From: <iir@...> (Israel Rosenfeld)
Date: Sun,  3 Mar 96 12:08 +0200
Subject: I am a Jerusalemite

I quote the Pesach Haggadah:
"In each generation, they stand over us to destroy us,
    it is Hashem who saves us from their hands".  Yes, I and mine will
celebrate Purim this year.

Happy Purim.



From: Moishe Kimelman <kimel@...>
Date: Mon, 04 Mar 1996 16:02:46 +1000
Subject: Lesson from the Megillah

It occured to me today while looking over the Megillah that there may be a
lesson to be learnt that is relevant to today's tragic situation in Israel.

Mordechai sends Hasach to Esther to tell her to approach the king and plead
on behalf of the Jewish people.  Esther refuses on the grounds that she will
most likely be killed in the process, and thus achieve nothing.  Mordechai
replies that the Jewish people will be saved by other means if Esther does
not follow his instructions, and Esther will be the one who will suffer for
not doing her utmost to save her people.  Upon hearing this Esther relents
and acquiesces to Mordechai's request.

Now what made Esther change her mind?  The gemara tells us that she remained
a tzadekes throughout the entire time she was in the royal palace, so she
obviously had the Jews' welfare uppermost in her heart, and she must have
realized that Hashem would surely save his people.  Her contention that her
efforts would be futile seems to be beyond reasonable doubt.  So too her
suggestion that the king (who had not called for her for thirty days) would
surely summon her soon, and that it would then be an opportune time to deal
with the matter, seems to be flawless.  After all what was the rush?
Haman's date for the destruction of the Jews was eleven months away.

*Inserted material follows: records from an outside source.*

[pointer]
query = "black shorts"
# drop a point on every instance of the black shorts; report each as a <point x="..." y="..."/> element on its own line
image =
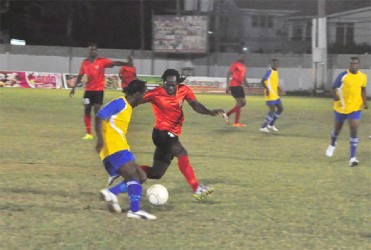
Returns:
<point x="163" y="140"/>
<point x="237" y="91"/>
<point x="93" y="97"/>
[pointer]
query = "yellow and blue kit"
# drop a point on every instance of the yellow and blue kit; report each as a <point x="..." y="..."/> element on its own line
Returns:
<point x="349" y="90"/>
<point x="116" y="117"/>
<point x="271" y="79"/>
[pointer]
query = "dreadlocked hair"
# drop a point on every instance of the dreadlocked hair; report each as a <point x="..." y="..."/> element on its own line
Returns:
<point x="173" y="72"/>
<point x="135" y="86"/>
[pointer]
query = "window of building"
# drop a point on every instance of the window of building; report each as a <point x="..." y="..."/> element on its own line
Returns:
<point x="270" y="22"/>
<point x="255" y="21"/>
<point x="344" y="33"/>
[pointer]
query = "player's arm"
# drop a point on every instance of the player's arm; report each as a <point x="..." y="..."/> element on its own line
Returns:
<point x="335" y="85"/>
<point x="78" y="80"/>
<point x="200" y="108"/>
<point x="364" y="98"/>
<point x="99" y="133"/>
<point x="227" y="81"/>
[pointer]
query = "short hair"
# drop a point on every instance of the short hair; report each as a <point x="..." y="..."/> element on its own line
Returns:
<point x="172" y="72"/>
<point x="135" y="86"/>
<point x="92" y="45"/>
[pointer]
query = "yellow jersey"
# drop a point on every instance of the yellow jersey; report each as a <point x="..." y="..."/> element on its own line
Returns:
<point x="349" y="90"/>
<point x="116" y="117"/>
<point x="271" y="80"/>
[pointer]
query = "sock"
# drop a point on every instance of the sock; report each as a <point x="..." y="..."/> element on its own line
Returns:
<point x="334" y="137"/>
<point x="187" y="171"/>
<point x="268" y="119"/>
<point x="87" y="121"/>
<point x="119" y="188"/>
<point x="353" y="142"/>
<point x="238" y="113"/>
<point x="275" y="117"/>
<point x="135" y="194"/>
<point x="147" y="170"/>
<point x="232" y="110"/>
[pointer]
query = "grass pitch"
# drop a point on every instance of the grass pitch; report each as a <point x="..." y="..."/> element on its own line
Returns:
<point x="273" y="191"/>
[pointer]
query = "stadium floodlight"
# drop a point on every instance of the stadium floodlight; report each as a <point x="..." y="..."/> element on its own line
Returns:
<point x="17" y="42"/>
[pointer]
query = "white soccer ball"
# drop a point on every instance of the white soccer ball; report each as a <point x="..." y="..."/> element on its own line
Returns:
<point x="157" y="194"/>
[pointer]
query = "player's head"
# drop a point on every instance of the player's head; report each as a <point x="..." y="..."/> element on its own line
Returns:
<point x="135" y="91"/>
<point x="274" y="63"/>
<point x="354" y="64"/>
<point x="242" y="57"/>
<point x="171" y="78"/>
<point x="93" y="49"/>
<point x="130" y="59"/>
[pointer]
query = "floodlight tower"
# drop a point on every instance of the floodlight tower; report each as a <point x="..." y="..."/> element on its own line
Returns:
<point x="319" y="49"/>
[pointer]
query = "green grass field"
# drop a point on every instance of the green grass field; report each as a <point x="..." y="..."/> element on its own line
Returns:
<point x="273" y="191"/>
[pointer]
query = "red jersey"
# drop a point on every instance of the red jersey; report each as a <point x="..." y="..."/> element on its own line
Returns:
<point x="95" y="73"/>
<point x="128" y="74"/>
<point x="238" y="70"/>
<point x="168" y="109"/>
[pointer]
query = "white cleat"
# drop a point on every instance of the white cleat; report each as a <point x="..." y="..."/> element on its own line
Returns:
<point x="226" y="118"/>
<point x="353" y="162"/>
<point x="273" y="128"/>
<point x="111" y="199"/>
<point x="330" y="151"/>
<point x="141" y="214"/>
<point x="264" y="130"/>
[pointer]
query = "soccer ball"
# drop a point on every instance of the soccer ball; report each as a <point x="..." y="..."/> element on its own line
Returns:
<point x="157" y="194"/>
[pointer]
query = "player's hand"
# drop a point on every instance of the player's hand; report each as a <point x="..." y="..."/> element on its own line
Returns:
<point x="99" y="146"/>
<point x="72" y="92"/>
<point x="215" y="112"/>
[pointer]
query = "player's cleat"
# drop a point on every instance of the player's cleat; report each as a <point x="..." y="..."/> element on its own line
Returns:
<point x="141" y="214"/>
<point x="88" y="137"/>
<point x="111" y="179"/>
<point x="265" y="130"/>
<point x="226" y="118"/>
<point x="330" y="151"/>
<point x="238" y="124"/>
<point x="353" y="162"/>
<point x="273" y="128"/>
<point x="202" y="192"/>
<point x="112" y="203"/>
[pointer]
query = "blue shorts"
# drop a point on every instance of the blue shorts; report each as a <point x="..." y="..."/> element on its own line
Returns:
<point x="356" y="115"/>
<point x="115" y="161"/>
<point x="274" y="103"/>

The Megillah tells us that when Esther at first refused to approach
Achahsverosh: "vayagidu l"Mordechai es divrei Esther" - "and THEY told
Mordecahi the words of Esther".  Why "they"?  What happened to Hasach?
Every child who went to a Jewish day school knows the answer to those
questions.  The Targum tells us that when Haman saw Hasach carrying messages
between Mordechai and Esther, he realized that some plan was afoot, and he
killed Hasach.

This may be the clue to Esther's change of mind.  Even though her
credentials as a stateswoman were impeccable, and her policies were
well-thought out, when she saw that innocent people were being killed, she
realized that a change of policy was in order.  It was time to discard all
statesman-like endeavours, and to get rid of the enemy without delay.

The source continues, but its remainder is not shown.